Tientsin

Lay-Osborn Flotilla
- Name: Tientsin (天津); San Wei (三衛);
- Namesake: Tianjin
- Builder: Laird Brothers Limited
- Yard number: 296
- Laid down: 1862
- Launched: 2 February 1863
- Out of service: 1863
- Fate: Sold, 30 December 1865

General characteristics
- Class & type: Dispatch boat
- Displacement: 448 long tons (455 t)
- Tons burthen: 448 bm
- Length: 150 ft 0 in (45.72 m)
- Beam: 25 ft 0 in (7.62 m)
- Draught: 12 ft 10 in (3.9 m)
- Installed power: Single shaft engine; 80 nhp; 320 hp (240 kW);
- Complement: 70

= Chinese dispatch boat Tientsin =

Chinese dispatch boat

Tientsin (天津 (Tianjin)) was a British-made dispatch boat launched in 1863.

==History==
Tientsin was ordered by Horatio Nelson Lay, Inspector General of the Qing Dynasty Chinese Maritime Customs Service as part of an effort to bolster the Qing Dynasty naval force in response to the ongoing Taiping Rebellion. Thereafter she became part of the Lay-Osborn Flotilla commanded by Sherard Osborn. She was put under the command of Captain Beville Granville Wyndham Nicolas. Upon her arrival in China, the Qing government ordered the ship to be renamed as San Wei (三衛).

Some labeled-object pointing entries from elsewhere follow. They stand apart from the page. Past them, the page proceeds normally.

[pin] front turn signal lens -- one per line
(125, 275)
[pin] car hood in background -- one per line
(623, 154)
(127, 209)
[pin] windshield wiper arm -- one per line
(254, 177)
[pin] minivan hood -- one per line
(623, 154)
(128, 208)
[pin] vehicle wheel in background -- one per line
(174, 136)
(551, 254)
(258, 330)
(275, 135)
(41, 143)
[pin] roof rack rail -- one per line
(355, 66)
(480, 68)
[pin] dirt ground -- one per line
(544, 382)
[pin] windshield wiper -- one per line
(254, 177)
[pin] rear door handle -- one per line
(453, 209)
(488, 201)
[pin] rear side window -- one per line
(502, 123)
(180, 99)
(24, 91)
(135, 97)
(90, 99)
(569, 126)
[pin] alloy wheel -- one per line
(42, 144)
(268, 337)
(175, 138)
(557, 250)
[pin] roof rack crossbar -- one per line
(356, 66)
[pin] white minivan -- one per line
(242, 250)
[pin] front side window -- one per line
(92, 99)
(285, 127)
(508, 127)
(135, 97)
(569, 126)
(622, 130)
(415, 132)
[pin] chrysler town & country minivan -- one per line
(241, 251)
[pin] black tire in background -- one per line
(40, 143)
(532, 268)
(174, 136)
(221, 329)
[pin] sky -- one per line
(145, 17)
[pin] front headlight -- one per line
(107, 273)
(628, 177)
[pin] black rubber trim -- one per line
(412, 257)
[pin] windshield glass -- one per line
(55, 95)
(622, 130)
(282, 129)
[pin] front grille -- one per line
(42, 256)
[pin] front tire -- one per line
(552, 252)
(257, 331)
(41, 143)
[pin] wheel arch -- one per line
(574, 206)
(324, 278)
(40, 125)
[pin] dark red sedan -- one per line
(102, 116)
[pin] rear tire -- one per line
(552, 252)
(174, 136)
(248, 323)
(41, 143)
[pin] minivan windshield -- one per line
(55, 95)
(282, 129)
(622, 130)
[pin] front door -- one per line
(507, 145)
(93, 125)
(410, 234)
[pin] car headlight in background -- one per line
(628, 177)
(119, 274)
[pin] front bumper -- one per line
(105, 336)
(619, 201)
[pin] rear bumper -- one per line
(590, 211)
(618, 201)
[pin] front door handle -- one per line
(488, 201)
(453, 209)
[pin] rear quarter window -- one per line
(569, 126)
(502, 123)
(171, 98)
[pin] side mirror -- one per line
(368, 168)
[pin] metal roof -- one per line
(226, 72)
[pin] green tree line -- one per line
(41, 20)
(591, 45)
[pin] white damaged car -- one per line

Disagreements between the Qing government and Lay over the command and composition of the Lay-Osborn Flotilla led to its disbandment in 1863, and Tientsin returned to the United Kingdom. She was originally intended for sale, but an embargo on sales, due to the concurrent American Civil War and fear of the vessel joining the Confederate States Navy, prevented any sales. When the American Civil War ended in 1865, she, along with China and Pekin, were sold in an auction to Egypt on 30 December 1865 for £20,500.

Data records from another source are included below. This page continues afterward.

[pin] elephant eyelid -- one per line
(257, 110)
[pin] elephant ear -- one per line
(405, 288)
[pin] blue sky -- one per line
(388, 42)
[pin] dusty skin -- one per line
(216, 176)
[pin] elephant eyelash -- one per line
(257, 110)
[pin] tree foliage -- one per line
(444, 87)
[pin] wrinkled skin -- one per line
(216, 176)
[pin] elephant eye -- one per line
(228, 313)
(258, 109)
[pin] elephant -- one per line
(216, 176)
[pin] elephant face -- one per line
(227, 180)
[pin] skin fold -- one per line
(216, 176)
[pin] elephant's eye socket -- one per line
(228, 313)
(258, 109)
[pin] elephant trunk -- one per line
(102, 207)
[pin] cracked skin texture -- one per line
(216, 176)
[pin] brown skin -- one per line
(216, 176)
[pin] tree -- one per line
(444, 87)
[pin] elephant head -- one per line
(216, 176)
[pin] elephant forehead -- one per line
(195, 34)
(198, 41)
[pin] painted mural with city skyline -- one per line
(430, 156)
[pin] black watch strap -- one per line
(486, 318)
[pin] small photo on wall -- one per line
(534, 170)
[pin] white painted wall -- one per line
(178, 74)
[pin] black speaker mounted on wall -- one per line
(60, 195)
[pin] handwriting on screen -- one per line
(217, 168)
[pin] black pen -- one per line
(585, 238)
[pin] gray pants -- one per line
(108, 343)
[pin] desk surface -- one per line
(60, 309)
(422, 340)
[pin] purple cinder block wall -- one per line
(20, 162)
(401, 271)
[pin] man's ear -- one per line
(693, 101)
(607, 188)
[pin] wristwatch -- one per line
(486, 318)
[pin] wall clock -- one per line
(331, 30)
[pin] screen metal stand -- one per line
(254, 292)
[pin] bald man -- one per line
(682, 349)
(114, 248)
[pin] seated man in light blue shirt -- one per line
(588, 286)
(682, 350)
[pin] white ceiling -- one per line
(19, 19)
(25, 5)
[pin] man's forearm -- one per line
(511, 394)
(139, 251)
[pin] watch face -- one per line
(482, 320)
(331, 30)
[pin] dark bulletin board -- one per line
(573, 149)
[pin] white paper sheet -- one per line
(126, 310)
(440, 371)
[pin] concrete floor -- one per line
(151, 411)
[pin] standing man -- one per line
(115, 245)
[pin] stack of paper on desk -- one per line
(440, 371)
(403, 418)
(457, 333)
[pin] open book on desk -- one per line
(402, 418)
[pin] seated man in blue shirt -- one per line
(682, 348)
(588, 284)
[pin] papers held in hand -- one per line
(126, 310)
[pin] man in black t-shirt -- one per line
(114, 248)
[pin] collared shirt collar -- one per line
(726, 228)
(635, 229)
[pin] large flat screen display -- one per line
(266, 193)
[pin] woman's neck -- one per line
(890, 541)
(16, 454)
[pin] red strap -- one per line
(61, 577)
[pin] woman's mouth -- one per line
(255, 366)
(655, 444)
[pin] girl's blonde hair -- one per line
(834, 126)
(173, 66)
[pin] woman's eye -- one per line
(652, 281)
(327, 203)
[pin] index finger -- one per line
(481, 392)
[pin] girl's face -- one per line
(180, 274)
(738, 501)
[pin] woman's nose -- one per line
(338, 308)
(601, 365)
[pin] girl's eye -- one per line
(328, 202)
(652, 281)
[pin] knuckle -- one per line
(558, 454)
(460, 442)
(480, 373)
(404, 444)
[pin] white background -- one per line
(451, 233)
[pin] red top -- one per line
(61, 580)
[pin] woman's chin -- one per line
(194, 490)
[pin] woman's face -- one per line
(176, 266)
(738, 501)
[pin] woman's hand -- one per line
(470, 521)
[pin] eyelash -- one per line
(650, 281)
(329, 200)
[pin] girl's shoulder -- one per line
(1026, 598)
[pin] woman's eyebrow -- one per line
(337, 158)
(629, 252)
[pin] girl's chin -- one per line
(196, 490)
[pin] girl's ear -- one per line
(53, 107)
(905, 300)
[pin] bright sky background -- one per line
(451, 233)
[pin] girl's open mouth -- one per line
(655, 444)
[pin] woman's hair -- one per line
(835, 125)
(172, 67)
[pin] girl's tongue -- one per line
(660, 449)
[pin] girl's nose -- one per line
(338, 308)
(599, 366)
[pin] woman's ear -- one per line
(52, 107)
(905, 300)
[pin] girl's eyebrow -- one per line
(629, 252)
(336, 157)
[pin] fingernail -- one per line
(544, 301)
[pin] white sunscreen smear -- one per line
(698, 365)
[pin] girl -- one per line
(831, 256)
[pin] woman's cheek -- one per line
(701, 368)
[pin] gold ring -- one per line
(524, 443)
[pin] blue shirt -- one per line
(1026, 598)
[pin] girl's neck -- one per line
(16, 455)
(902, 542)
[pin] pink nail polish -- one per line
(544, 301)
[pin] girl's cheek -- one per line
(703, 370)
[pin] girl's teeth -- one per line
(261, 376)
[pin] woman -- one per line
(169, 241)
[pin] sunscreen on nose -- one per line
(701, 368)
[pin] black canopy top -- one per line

===Tientsin in the Guangdong Fleet===
A Tientsin with identical characteristics was part of the Guangdong Fleet c. 1867. Richard Wright speculated that Tientsin was eventually (or alternatively) acquired by the Imperial Maritime Customs Service in Britain, 1868. She was used as a customs cruiser at Canton.